How Meditation Can Make You a Better Nurse Leader

Meditation This is the time of year when many of us begin to think about new year resolutions.  From my discussions with nurse leaders, I have found that many want to achieve a better balance in their lives between work and their personal/family needs.  This is not easily done in today’s challenging health care environment.  Meditation is one strategy that could help many leaders to both quiet their minds and feel more centered in their work.

What is Meditation?

When you think about meditation, the image of monks sitting in silence may come to mind but this is a very narrow view of this now widely accepted practice.  Meditation is universal. It transcends all divides like religion, country and culture.  Meditation is a state of thoughtful awareness.  Meditation means awareness. Whatever you do with awareness is meditation. “Watching your breath” is meditation; listening to the birds is meditation. As long as these activities are free from any other distraction to the mind, it is effective meditation.  Authentic meditation allows us to focus on the present moment rather than the past or future.

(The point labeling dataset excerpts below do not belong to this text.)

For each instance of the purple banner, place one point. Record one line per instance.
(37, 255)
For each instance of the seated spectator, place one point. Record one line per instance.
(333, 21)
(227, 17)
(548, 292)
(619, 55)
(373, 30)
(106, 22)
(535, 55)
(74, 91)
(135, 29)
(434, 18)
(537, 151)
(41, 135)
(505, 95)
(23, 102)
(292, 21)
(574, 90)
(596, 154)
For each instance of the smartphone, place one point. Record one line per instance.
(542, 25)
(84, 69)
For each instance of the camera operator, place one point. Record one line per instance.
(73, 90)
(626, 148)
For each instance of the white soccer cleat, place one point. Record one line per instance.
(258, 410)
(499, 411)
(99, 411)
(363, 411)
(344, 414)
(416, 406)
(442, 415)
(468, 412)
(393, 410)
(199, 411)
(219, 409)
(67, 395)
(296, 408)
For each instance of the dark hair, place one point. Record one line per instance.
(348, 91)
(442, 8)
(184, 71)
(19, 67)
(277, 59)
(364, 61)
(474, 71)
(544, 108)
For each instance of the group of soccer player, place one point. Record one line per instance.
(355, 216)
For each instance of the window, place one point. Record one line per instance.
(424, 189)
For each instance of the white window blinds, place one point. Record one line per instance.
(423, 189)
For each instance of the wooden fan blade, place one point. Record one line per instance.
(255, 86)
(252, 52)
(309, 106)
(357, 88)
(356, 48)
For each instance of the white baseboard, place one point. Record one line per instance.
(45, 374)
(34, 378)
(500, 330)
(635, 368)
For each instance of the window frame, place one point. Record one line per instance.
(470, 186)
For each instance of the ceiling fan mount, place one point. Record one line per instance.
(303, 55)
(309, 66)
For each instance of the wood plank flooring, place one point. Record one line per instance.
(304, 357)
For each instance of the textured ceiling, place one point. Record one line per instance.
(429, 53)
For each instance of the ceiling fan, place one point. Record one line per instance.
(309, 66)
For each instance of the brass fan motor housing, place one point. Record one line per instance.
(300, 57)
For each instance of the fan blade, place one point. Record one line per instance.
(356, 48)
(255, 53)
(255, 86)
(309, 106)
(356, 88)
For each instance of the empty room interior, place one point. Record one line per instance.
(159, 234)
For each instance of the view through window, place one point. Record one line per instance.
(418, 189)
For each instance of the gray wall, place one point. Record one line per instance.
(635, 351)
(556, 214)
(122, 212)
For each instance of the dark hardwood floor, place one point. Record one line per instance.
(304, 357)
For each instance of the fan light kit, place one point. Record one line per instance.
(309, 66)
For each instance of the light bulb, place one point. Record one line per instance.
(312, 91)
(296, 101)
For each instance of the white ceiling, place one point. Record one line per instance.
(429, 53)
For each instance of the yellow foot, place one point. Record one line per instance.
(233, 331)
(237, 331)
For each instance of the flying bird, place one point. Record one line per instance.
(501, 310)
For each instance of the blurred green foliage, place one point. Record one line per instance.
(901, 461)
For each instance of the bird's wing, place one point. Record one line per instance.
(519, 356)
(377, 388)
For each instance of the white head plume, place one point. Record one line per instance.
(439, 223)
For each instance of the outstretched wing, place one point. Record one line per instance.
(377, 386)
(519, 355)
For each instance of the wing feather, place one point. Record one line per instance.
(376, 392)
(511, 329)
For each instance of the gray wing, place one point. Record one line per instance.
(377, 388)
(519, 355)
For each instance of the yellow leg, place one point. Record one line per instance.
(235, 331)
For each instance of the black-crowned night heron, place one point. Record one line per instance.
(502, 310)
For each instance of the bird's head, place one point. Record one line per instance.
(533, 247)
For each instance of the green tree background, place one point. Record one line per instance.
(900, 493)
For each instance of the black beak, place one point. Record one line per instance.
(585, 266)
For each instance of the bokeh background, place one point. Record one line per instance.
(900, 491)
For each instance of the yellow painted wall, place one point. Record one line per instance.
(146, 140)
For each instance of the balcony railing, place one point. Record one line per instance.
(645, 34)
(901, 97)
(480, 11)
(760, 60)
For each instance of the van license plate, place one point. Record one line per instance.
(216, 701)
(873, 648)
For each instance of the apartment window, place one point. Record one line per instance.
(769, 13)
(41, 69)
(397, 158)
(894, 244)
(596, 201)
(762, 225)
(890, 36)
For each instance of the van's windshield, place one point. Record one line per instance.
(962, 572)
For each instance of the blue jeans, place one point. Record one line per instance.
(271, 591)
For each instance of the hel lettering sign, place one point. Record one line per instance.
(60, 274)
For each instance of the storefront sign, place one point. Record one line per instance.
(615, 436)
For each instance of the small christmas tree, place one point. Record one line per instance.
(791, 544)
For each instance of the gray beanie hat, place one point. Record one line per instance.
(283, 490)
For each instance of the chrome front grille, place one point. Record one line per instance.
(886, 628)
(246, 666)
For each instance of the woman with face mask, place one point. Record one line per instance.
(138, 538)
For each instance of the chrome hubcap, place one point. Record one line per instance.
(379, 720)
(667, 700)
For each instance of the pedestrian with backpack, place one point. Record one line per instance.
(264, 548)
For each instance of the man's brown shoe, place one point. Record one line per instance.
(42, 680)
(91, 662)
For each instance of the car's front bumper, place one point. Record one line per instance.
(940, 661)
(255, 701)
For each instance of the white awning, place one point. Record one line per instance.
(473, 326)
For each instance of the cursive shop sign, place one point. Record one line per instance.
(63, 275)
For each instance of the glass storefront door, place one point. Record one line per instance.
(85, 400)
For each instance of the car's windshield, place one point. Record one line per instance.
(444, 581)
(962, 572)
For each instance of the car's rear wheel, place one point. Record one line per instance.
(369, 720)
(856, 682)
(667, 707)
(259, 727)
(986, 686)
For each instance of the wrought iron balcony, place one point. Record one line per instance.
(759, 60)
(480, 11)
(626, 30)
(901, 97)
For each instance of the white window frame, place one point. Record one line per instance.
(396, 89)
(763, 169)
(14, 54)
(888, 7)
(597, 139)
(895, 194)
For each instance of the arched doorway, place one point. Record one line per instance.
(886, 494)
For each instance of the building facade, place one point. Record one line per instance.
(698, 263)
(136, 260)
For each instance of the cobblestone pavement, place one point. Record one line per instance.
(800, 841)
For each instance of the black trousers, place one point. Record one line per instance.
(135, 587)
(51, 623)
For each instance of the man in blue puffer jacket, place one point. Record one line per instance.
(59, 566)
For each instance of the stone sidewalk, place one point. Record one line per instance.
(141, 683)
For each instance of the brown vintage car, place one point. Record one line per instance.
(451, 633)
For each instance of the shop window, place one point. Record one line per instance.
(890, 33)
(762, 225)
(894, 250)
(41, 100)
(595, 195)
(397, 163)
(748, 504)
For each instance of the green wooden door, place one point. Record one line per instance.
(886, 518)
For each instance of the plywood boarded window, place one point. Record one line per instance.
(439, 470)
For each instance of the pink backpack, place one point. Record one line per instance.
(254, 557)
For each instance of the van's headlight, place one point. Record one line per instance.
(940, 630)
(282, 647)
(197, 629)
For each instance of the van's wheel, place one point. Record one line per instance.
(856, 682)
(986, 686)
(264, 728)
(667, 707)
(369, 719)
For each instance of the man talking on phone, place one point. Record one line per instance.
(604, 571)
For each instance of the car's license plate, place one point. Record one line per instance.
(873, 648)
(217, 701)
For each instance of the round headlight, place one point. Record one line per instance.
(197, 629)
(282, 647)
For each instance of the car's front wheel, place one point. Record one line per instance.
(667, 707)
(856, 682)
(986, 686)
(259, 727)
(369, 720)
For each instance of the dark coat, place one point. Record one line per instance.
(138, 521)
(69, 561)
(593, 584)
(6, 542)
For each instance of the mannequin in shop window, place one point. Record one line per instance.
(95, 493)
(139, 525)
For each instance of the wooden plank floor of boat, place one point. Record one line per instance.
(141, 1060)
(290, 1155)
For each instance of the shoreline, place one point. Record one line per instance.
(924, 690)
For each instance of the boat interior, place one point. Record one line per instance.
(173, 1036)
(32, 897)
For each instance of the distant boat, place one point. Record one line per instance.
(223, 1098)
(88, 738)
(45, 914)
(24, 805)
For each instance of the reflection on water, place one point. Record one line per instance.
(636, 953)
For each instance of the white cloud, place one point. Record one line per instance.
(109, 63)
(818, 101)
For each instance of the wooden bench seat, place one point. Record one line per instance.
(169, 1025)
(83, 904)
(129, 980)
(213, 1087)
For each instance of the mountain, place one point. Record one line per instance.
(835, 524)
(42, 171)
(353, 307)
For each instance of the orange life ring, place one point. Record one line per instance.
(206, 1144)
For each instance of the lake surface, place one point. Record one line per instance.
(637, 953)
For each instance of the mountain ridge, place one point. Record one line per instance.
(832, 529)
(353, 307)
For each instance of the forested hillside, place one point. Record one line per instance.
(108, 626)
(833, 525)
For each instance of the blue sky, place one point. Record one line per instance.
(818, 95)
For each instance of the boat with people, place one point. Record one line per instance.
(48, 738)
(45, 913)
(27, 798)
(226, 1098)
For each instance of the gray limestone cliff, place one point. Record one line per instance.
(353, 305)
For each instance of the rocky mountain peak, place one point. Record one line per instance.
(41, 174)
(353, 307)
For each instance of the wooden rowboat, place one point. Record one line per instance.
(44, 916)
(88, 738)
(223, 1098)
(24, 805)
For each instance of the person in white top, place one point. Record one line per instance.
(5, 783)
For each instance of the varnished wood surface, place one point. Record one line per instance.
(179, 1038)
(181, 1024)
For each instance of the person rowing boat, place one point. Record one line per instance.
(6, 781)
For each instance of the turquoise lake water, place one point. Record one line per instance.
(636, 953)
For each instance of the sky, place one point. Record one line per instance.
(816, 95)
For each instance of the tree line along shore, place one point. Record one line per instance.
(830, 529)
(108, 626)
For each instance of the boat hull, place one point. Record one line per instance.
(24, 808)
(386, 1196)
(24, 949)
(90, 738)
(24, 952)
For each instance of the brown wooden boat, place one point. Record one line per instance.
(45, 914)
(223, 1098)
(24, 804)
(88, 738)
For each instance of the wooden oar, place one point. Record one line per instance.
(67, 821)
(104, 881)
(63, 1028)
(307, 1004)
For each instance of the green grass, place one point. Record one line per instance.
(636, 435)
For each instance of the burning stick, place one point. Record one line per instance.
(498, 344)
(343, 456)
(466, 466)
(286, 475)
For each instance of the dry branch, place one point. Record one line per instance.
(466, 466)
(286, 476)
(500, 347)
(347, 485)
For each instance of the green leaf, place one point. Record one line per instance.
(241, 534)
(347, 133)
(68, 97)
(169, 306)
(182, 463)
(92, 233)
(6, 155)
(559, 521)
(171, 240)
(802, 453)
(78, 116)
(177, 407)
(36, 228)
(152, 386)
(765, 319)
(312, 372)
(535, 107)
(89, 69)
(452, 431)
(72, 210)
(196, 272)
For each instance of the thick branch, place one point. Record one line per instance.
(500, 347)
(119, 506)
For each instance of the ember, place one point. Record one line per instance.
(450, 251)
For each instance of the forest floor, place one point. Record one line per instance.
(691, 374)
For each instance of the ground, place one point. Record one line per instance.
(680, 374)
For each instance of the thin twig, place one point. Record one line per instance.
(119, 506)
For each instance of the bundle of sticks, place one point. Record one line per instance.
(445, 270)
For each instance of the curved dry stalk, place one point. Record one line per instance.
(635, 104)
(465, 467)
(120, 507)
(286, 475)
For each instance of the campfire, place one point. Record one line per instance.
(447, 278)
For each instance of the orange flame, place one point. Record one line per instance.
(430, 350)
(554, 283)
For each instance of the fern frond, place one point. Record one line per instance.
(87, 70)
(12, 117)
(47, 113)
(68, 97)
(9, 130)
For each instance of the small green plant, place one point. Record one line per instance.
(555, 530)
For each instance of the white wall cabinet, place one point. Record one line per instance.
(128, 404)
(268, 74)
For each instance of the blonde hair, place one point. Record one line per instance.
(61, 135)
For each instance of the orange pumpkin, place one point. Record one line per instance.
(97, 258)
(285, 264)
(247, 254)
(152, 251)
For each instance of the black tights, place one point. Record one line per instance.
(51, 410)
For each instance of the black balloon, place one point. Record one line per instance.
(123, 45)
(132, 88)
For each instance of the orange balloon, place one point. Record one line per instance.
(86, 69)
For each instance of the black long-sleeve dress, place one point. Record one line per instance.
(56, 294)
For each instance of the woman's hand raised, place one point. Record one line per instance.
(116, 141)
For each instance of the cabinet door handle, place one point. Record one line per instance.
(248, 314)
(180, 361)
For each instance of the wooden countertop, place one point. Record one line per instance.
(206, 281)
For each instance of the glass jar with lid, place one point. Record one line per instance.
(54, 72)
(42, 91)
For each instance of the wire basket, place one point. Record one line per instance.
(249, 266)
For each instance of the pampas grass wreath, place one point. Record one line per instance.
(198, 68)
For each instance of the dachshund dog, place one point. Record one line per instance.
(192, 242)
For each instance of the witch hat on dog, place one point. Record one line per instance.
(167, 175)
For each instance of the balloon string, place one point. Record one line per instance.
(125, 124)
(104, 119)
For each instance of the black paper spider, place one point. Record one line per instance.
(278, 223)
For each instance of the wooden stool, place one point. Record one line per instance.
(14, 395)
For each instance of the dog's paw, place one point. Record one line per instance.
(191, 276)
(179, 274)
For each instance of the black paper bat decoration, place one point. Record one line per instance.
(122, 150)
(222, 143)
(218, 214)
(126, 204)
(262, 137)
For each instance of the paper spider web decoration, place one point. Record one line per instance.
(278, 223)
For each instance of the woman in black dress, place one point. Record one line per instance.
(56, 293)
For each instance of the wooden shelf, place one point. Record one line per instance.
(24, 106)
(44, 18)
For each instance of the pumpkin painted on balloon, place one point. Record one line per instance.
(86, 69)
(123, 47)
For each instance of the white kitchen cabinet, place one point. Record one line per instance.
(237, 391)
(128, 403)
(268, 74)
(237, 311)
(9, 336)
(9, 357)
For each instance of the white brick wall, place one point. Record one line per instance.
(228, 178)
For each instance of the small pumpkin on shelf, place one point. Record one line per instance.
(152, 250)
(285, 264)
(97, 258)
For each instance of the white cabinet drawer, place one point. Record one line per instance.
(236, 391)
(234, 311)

The Benefits of Meditation

The scientific explanation for how meditation works is that the act of meditation helps the body to release catecholamines and other stress hormones while parasympathetic activity is increased.  Meditation has been shown to decrease stress, lower blood pressure, improve breathing and reduce depression.  Through meditation, you can attain the power to control your negative thoughts, and on occasion stop them completely.

How to Get Started

As you read this, you may think that you don’t have time to add one more thing to your busy schedule.  Meditation can be done in as little as 10-20 minutes a day at a time your choosing.  There are different types of meditation such as guided meditation using images or music,  Zen meditation, Taoist meditation, mindfulness meditation, and Buddhist meditation. Some methods of meditation may require the body being absolutely still or to be moved with controlled deliberation, while other types allow for free movement of the body. While the methods are different, the end goal of all types of meditation lead to a mind that is quieted and free from stress by the use of quiet contemplation and reflection.

I have found that guided meditation using free podcasts that can be downloaded on Itunes and used with a headset works the best for me.  Organizations such as Meditation Peace, the Meditation, Meditation for Health and Meditation Oasis provide free guided podcasts that are even tailored to specific challenges that you might be experiencing such as anger, feeling overwhelmed by work or having difficulty sleeping.

However you choose to meditate,  you must learn to concentrate on one thing at a time. Usually, the mind tries to hold several different thoughts and ideas at once. When you sit down to meditate for the first time, you realize how cluttered the mind is. During meditation, accept all your physical, emotional and intellectual experiences, even the negative ones.  Focus on your breathing and have a sense of the space around you.

Meditation for as little as 10 minutes a day at work allows us to listen and pay attention to what we might otherwise overlook—whether it’s a fresh idea or a new way of perceiving a situation—enhancing our creativity and letting go of our obstacles to innovation.  As you look toward 2013, meditation might be a strategy that you want to consider to help you both at work and in your personal life.